On se souvient du décoiffant Coup de Scirocco, en 1979 avec Roger Hanin, Marthe Villalonga et le jeune Patrick Bruel. Le film racontait le départ d'Algérie, après 62, et l'arrivée difficile en métropole, de la famille Narboni, comme un million d'autres "rapatriés".
Là, avec Le petit blond de la Casbah, Alexandre Arcady évoque l'avant, sa jeunesse à Alger, dans cet immeuble de la rue du Lézard où tout le monde se connaît, et vit bruyamment, en bonne partie dans les coursives. Le vieil espagnol râleur du premier. la mystérieuse jolie fille célibataire du deuxième et le mélange des familles juives, arabes, et autres Maltais, Alsaciens...

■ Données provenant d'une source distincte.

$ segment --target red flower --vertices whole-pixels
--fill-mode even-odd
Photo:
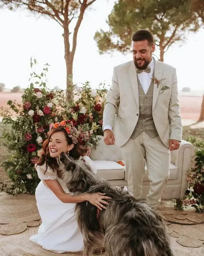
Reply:
[[[28,110],[31,108],[31,103],[29,101],[26,101],[23,105],[24,108],[26,110]]]
[[[34,156],[34,157],[33,157],[33,158],[31,159],[31,162],[32,164],[34,164],[36,162],[37,162],[38,160],[38,158],[37,156]]]
[[[77,121],[75,121],[74,118],[72,118],[71,121],[72,122],[72,124],[73,124],[74,126],[76,126],[76,125],[78,124],[78,122]]]
[[[27,133],[25,133],[25,136],[26,140],[27,141],[30,140],[32,139],[32,135],[31,134],[30,132],[28,132]]]
[[[47,106],[43,108],[43,112],[46,115],[49,115],[50,113],[50,108]]]
[[[79,110],[79,105],[76,105],[73,108],[75,112],[77,112]]]
[[[42,91],[38,88],[34,88],[33,91],[35,92],[41,92]]]
[[[37,129],[37,132],[39,133],[41,133],[42,132],[43,132],[44,131],[44,128],[42,126],[39,127]]]
[[[99,112],[101,110],[101,106],[100,104],[98,104],[95,105],[94,106],[94,109],[95,109],[96,111],[98,111],[98,112]]]
[[[40,121],[41,117],[38,115],[36,112],[35,112],[33,116],[33,119],[34,123],[38,123]]]
[[[29,144],[27,146],[27,150],[29,152],[33,152],[36,149],[36,147],[34,144]]]
[[[193,189],[195,193],[199,195],[201,195],[204,193],[204,186],[200,183],[196,183]]]
[[[85,115],[80,115],[78,116],[78,121],[79,124],[82,124],[85,122],[85,118],[86,116]]]
[[[52,93],[52,92],[50,92],[48,94],[47,94],[46,95],[46,97],[47,99],[53,99],[54,98],[54,95],[53,95],[53,93]]]

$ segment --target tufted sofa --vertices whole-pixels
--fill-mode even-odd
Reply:
[[[96,165],[98,175],[108,180],[113,186],[127,186],[125,166],[117,163],[122,160],[120,148],[115,145],[106,146],[103,137],[99,137],[99,145],[95,149],[91,149],[91,155]],[[178,149],[171,152],[170,177],[162,196],[162,199],[178,198],[183,196],[188,186],[186,173],[189,168],[191,158],[194,153],[193,145],[185,140],[182,141]],[[142,198],[144,199],[149,188],[148,174],[145,167],[142,185]]]

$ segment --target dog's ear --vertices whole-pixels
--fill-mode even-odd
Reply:
[[[88,191],[89,188],[96,184],[94,174],[89,167],[84,163],[75,165],[72,166],[71,172],[72,178],[68,185],[70,192],[84,193]]]

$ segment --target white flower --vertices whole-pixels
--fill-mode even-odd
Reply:
[[[51,101],[54,104],[55,104],[55,105],[57,105],[58,104],[58,100],[56,98],[52,99],[51,100]]]
[[[37,111],[37,113],[38,115],[39,115],[39,116],[41,116],[44,115],[44,114],[43,114],[43,112],[40,109],[39,109],[39,110]]]
[[[26,176],[27,177],[27,178],[29,180],[31,180],[33,179],[33,177],[31,174],[27,174]]]
[[[34,111],[33,110],[29,110],[28,111],[28,115],[31,116],[33,116],[34,114]]]
[[[72,113],[71,115],[72,116],[73,119],[75,121],[76,121],[78,118],[78,114],[76,113]]]
[[[37,96],[37,97],[38,98],[38,99],[41,98],[42,97],[42,92],[36,92],[36,95]]]
[[[98,124],[96,124],[96,122],[94,122],[94,123],[92,123],[92,125],[91,125],[91,130],[93,130],[93,131],[96,131],[97,130],[98,128],[99,128],[99,126],[100,125],[99,125]]]
[[[91,90],[91,95],[93,97],[95,97],[95,96],[96,96],[97,94],[96,90],[94,89],[92,89]]]
[[[49,103],[48,103],[47,104],[47,107],[48,107],[49,108],[52,108],[52,103],[51,102],[49,102]]]
[[[37,139],[36,140],[36,141],[37,142],[37,143],[38,144],[40,144],[40,143],[42,143],[42,142],[43,141],[43,140],[42,139],[42,138],[41,136],[39,136],[37,138]]]
[[[82,107],[81,108],[81,110],[79,111],[80,113],[81,113],[82,114],[85,114],[86,113],[86,109],[85,107]]]

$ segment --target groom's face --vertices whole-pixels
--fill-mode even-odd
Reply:
[[[135,42],[132,41],[131,46],[133,60],[136,68],[145,69],[151,60],[152,52],[155,50],[155,44],[149,45],[147,40]]]

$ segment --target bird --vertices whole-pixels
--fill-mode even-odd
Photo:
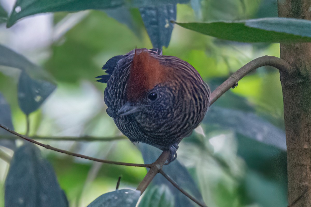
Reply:
[[[210,105],[209,87],[187,62],[162,50],[137,48],[109,59],[104,100],[108,115],[134,143],[145,143],[177,157],[178,144],[190,135]]]

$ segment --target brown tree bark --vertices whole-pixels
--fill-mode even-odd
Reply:
[[[279,16],[311,20],[310,0],[278,0]],[[311,206],[311,43],[281,43],[280,57],[291,65],[280,71],[286,133],[290,204]],[[306,191],[306,189],[307,189]]]

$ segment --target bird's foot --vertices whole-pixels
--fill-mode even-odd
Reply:
[[[164,164],[168,164],[171,162],[173,162],[177,158],[177,153],[176,151],[179,147],[177,144],[174,144],[169,146],[168,150],[170,152],[169,156],[167,158],[167,162]]]

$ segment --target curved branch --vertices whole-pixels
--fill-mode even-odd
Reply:
[[[190,194],[186,192],[181,187],[179,186],[176,182],[174,181],[168,175],[165,173],[164,171],[162,170],[162,169],[160,169],[159,171],[159,172],[162,174],[162,175],[164,176],[164,177],[166,178],[166,179],[169,181],[169,182],[172,183],[172,184],[175,187],[178,189],[179,191],[183,193],[184,195],[190,198],[192,200],[200,206],[202,206],[202,207],[207,207],[206,205],[201,203],[197,200],[195,198],[190,195]]]
[[[87,156],[85,155],[81,155],[80,154],[78,154],[77,153],[73,153],[73,152],[71,152],[68,151],[66,150],[61,150],[58,148],[56,148],[55,147],[53,147],[52,146],[49,145],[45,145],[44,144],[42,144],[40,142],[39,142],[37,141],[34,140],[33,139],[32,139],[30,138],[28,138],[26,136],[24,136],[23,135],[22,135],[20,134],[19,134],[17,132],[14,131],[12,130],[11,130],[10,129],[8,128],[7,127],[0,124],[0,127],[5,129],[7,131],[10,132],[13,134],[15,134],[16,136],[20,137],[21,138],[25,140],[26,140],[29,142],[32,142],[34,144],[35,144],[38,145],[39,145],[41,146],[43,146],[44,147],[45,147],[46,149],[49,150],[52,150],[53,151],[55,151],[57,152],[60,152],[61,153],[63,153],[64,154],[67,154],[67,155],[72,155],[75,157],[81,157],[81,158],[84,158],[84,159],[86,159],[87,160],[93,160],[93,161],[96,161],[96,162],[102,162],[104,163],[107,163],[108,164],[117,164],[120,165],[125,165],[126,166],[133,166],[134,167],[142,167],[145,168],[150,168],[152,166],[152,164],[136,164],[135,163],[128,163],[126,162],[115,162],[114,161],[110,161],[109,160],[101,160],[100,159],[97,159],[97,158],[94,158],[93,157],[89,157],[89,156]]]
[[[128,138],[124,135],[117,136],[113,137],[96,137],[90,136],[84,137],[46,137],[34,136],[28,137],[32,139],[57,141],[76,141],[77,142],[109,142],[121,140],[127,140]],[[1,139],[16,139],[19,138],[16,136],[9,135],[0,135]]]
[[[233,74],[225,82],[217,87],[211,95],[210,105],[218,99],[230,88],[234,88],[238,85],[238,82],[253,70],[265,65],[272,66],[280,70],[289,73],[290,70],[289,63],[283,59],[265,56],[253,60]]]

comme l'était l'Algérie d'alors. Une famille plutôt colorée, dirons nous, avec le père, hongrois, 19 ans de légion, une vague ressemblance avec Yul Brynner et maladivement jaloux de sa charmante femme (Marie Gillain), mère juive qui veille sur la couvée de 5 gosses et qui jongle avec les dettes chez les marchands. Un oncle beau gosse ( Dany Brillant) un peu maquereau, et la grand-mère Lisa, 1,50m et 150 kg! ( facétieux Jean Benguigui himself !) qui surveille tout ça, en ronchonnant. Bref une famille plutôt "vivante" qui sait s'engueuler autour d'une partie de cartes, d'un couscous ou se moquer des envies de cinéma du petit blondinet.

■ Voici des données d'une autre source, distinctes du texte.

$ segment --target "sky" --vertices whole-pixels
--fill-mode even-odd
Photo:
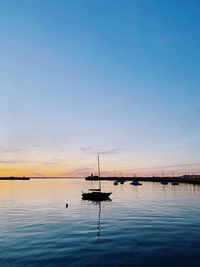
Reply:
[[[1,0],[0,176],[200,174],[198,0]]]

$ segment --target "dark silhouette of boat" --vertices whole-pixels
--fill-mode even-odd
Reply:
[[[99,175],[98,175],[99,188],[89,189],[90,192],[82,193],[82,199],[84,199],[84,200],[104,201],[104,200],[108,200],[109,196],[112,194],[112,192],[106,193],[106,192],[101,191],[99,156],[97,156],[97,160],[98,160],[98,173],[99,173]]]
[[[172,185],[179,185],[178,182],[172,182]]]
[[[138,182],[138,180],[133,180],[130,184],[131,185],[142,185],[141,183]]]
[[[167,185],[168,182],[167,182],[167,181],[161,181],[161,184],[163,184],[163,185]]]

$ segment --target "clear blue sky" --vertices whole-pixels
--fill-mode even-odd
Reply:
[[[0,1],[0,175],[200,172],[200,2]]]

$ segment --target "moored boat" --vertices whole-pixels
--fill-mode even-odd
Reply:
[[[112,192],[107,193],[107,192],[101,191],[99,156],[97,156],[97,160],[98,160],[99,188],[89,189],[89,191],[91,191],[91,192],[82,193],[82,199],[84,199],[84,200],[93,200],[93,201],[109,200],[109,196],[112,194]]]

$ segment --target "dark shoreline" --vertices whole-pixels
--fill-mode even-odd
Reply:
[[[0,177],[0,180],[30,180],[29,177]]]
[[[88,176],[85,178],[87,181],[97,181],[97,176]],[[178,183],[189,183],[189,184],[200,184],[200,178],[184,178],[184,177],[100,177],[102,181],[143,181],[143,182],[178,182]]]

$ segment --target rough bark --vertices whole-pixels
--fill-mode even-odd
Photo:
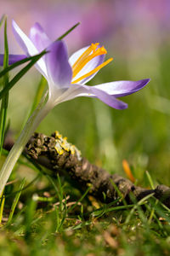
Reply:
[[[65,175],[74,181],[80,189],[85,190],[91,186],[89,193],[101,201],[104,201],[104,193],[105,202],[110,202],[118,197],[114,183],[128,203],[130,192],[138,201],[154,193],[156,198],[170,208],[169,187],[158,185],[155,189],[146,189],[135,186],[118,174],[110,175],[81,157],[80,151],[57,131],[51,137],[35,133],[28,142],[25,153],[40,165],[52,170],[54,175]]]

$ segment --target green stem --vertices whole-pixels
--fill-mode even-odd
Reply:
[[[48,113],[53,108],[50,101],[48,101],[44,106],[42,102],[31,116],[26,122],[24,129],[22,130],[19,138],[10,150],[1,171],[0,171],[0,195],[4,189],[4,186],[12,172],[12,170],[20,156],[29,138],[35,131],[40,122],[44,119]]]

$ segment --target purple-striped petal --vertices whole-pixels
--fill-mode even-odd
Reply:
[[[109,95],[107,92],[101,90],[91,87],[92,92],[104,103],[116,109],[125,109],[128,108],[128,104],[117,100],[114,96]]]
[[[76,61],[82,55],[82,54],[88,48],[89,46],[84,47],[82,49],[80,49],[79,50],[76,51],[69,59],[69,62],[71,63],[71,65],[72,66]],[[88,73],[91,72],[92,70],[94,70],[94,68],[96,68],[98,66],[99,66],[100,64],[102,64],[105,61],[105,55],[99,55],[94,57],[94,59],[92,59],[90,61],[88,61],[84,67],[82,67],[82,69],[77,73],[77,75],[72,79],[73,82],[74,80],[76,81],[76,79],[78,79],[80,77],[87,74]],[[99,72],[99,71],[98,71]],[[94,73],[94,74],[82,79],[80,82],[78,82],[80,84],[84,84],[86,83],[88,83],[88,81],[90,81],[98,73]]]
[[[52,43],[37,22],[30,30],[30,38],[40,52]]]
[[[4,55],[0,55],[0,66],[3,65],[3,57]],[[19,61],[26,58],[26,55],[8,55],[8,65],[12,65]]]
[[[62,41],[56,41],[47,49],[45,55],[48,78],[54,86],[68,87],[71,82],[72,69],[68,62],[66,45]]]
[[[150,79],[139,81],[116,81],[93,86],[116,97],[125,96],[144,88]]]
[[[60,102],[79,96],[97,97],[104,103],[116,109],[124,109],[128,108],[128,104],[117,100],[115,96],[109,95],[105,91],[94,88],[94,86],[78,84],[71,84],[70,88],[60,97]]]

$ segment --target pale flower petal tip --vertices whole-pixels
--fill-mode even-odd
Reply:
[[[48,75],[58,88],[69,87],[72,79],[72,69],[68,61],[67,47],[63,41],[55,41],[47,49],[45,55]]]

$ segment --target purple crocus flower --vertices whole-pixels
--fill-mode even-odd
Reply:
[[[26,56],[38,54],[44,49],[48,50],[37,62],[36,67],[48,83],[48,102],[52,108],[78,96],[88,96],[99,98],[111,108],[124,109],[128,104],[116,98],[138,91],[150,81],[116,81],[94,86],[86,85],[99,69],[112,61],[110,58],[104,61],[107,51],[103,46],[92,44],[68,58],[65,42],[51,42],[38,23],[31,28],[29,38],[14,20],[13,31]],[[9,55],[9,64],[20,58],[22,59],[23,55],[15,55],[15,60],[14,55]]]
[[[48,83],[48,99],[42,101],[26,122],[19,138],[8,155],[0,171],[0,194],[10,176],[14,164],[22,153],[28,139],[40,122],[57,104],[77,96],[97,97],[105,104],[116,109],[123,109],[128,105],[116,99],[142,89],[149,79],[118,81],[88,86],[85,84],[112,59],[104,61],[107,53],[99,44],[92,44],[74,53],[68,58],[67,48],[63,41],[52,43],[39,24],[31,29],[28,38],[13,21],[14,36],[26,56],[34,55],[46,49],[48,53],[37,63],[36,67]],[[9,64],[23,59],[23,55],[9,55]],[[1,59],[3,57],[1,55]]]

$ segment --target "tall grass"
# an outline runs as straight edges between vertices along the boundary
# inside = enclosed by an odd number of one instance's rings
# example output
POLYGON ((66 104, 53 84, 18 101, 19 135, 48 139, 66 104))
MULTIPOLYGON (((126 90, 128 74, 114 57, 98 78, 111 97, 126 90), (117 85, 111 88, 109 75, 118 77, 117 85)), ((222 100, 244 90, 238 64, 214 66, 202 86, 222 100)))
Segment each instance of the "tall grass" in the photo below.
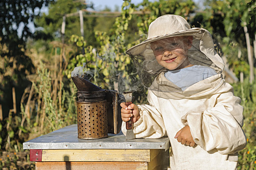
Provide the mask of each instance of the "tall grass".
POLYGON ((53 46, 49 60, 34 51, 28 51, 36 68, 27 76, 32 82, 21 100, 21 113, 10 111, 0 122, 0 169, 30 170, 29 152, 24 152, 22 143, 70 124, 76 123, 76 92, 73 82, 63 73, 68 55, 62 44, 53 46))

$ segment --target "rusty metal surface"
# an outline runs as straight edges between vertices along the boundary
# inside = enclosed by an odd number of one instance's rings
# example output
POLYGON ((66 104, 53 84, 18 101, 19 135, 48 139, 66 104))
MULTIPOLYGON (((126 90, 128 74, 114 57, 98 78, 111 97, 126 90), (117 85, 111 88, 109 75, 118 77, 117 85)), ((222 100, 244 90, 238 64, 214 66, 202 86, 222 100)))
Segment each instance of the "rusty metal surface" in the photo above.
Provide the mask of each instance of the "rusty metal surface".
POLYGON ((80 139, 107 137, 106 101, 77 102, 78 137, 80 139))
POLYGON ((121 133, 108 134, 107 138, 80 139, 73 124, 23 143, 23 149, 164 149, 170 147, 168 136, 159 139, 126 140, 121 133))

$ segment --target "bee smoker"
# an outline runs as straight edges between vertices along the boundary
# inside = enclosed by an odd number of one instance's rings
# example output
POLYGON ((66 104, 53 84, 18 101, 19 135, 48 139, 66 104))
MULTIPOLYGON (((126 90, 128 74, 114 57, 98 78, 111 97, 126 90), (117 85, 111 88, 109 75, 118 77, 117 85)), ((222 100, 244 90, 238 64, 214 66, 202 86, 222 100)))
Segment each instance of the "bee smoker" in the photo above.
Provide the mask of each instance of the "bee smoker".
POLYGON ((78 89, 78 137, 99 139, 118 133, 121 119, 117 91, 102 89, 78 75, 72 79, 78 89))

Pour autant, au delà de la chronique familiale très réussie, "à l italienne" ( Etore Scola) la guerre se rapproche avec son lot d'attentats meurtriers à la bombe dans les cinémas, aux terrasses, d'assassinats de professeurs ( Smaïn), et de soldats qui patrouillent avec leur détecteur. Il faudra bientôt partir...
Un film juste, joyeux malgré tout, et, surtout très émouvant sur les dégâts humains d une période historique charnière.

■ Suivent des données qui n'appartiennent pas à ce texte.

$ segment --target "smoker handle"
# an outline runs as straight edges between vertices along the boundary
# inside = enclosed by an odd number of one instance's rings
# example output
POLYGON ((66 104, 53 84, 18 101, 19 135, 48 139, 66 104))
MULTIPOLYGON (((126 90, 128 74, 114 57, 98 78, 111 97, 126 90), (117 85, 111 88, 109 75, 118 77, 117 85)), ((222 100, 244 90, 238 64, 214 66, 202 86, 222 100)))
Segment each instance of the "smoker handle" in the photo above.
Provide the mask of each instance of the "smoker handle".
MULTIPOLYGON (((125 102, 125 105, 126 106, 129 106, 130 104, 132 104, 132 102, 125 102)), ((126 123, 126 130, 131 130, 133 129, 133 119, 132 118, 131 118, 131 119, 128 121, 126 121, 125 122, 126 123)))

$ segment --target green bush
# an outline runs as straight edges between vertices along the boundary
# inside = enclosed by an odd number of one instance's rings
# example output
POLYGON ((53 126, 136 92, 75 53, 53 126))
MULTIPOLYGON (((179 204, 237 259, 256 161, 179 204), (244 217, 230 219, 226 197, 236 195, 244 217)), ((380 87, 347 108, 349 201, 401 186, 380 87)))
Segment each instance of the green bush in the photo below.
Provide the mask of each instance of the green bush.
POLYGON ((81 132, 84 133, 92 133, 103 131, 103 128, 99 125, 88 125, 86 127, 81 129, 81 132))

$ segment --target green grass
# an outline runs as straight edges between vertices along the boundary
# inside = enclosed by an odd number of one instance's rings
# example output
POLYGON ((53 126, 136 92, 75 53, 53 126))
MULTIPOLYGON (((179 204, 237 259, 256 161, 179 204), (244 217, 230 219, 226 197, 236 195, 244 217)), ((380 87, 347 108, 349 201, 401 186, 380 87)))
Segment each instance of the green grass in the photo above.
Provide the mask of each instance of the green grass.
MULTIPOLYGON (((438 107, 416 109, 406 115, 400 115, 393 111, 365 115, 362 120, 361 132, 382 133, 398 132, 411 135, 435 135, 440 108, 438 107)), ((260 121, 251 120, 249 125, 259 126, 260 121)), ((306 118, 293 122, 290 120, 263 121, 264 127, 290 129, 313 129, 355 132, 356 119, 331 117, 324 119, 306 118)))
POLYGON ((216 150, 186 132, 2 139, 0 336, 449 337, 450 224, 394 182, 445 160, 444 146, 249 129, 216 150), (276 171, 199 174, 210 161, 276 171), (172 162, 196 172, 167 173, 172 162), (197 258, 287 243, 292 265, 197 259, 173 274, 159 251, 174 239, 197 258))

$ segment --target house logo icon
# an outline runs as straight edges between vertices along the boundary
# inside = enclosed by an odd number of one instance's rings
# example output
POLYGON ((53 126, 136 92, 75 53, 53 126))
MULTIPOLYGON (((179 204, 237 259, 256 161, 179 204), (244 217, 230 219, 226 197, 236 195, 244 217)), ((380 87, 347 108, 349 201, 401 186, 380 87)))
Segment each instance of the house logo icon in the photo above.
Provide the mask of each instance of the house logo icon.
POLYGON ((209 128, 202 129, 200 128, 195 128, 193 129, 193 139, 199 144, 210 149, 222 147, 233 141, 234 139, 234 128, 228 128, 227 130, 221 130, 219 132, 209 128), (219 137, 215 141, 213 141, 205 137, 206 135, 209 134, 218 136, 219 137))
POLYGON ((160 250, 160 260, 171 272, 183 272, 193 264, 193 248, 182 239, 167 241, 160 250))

Pour avoir côtoyé de nombreux pieds-noirs dans mes jeunes années à Perpignan, dans des milieux très différents, j'ai toujours retrouvé, au-delà d un débat politique encore très clivant en 2023, cette faconde unique, ces sourires méditerranéens, ce parler haut, et, très souvent, une grande fantaisie. Et dans les yeux de leurs parents, je n'y voyais pas le regret des terres perdues ( je n'en ai pas connu) mais souvent l amer souvenir ému d'un joyeux vivre ensemble qui n'existera plus.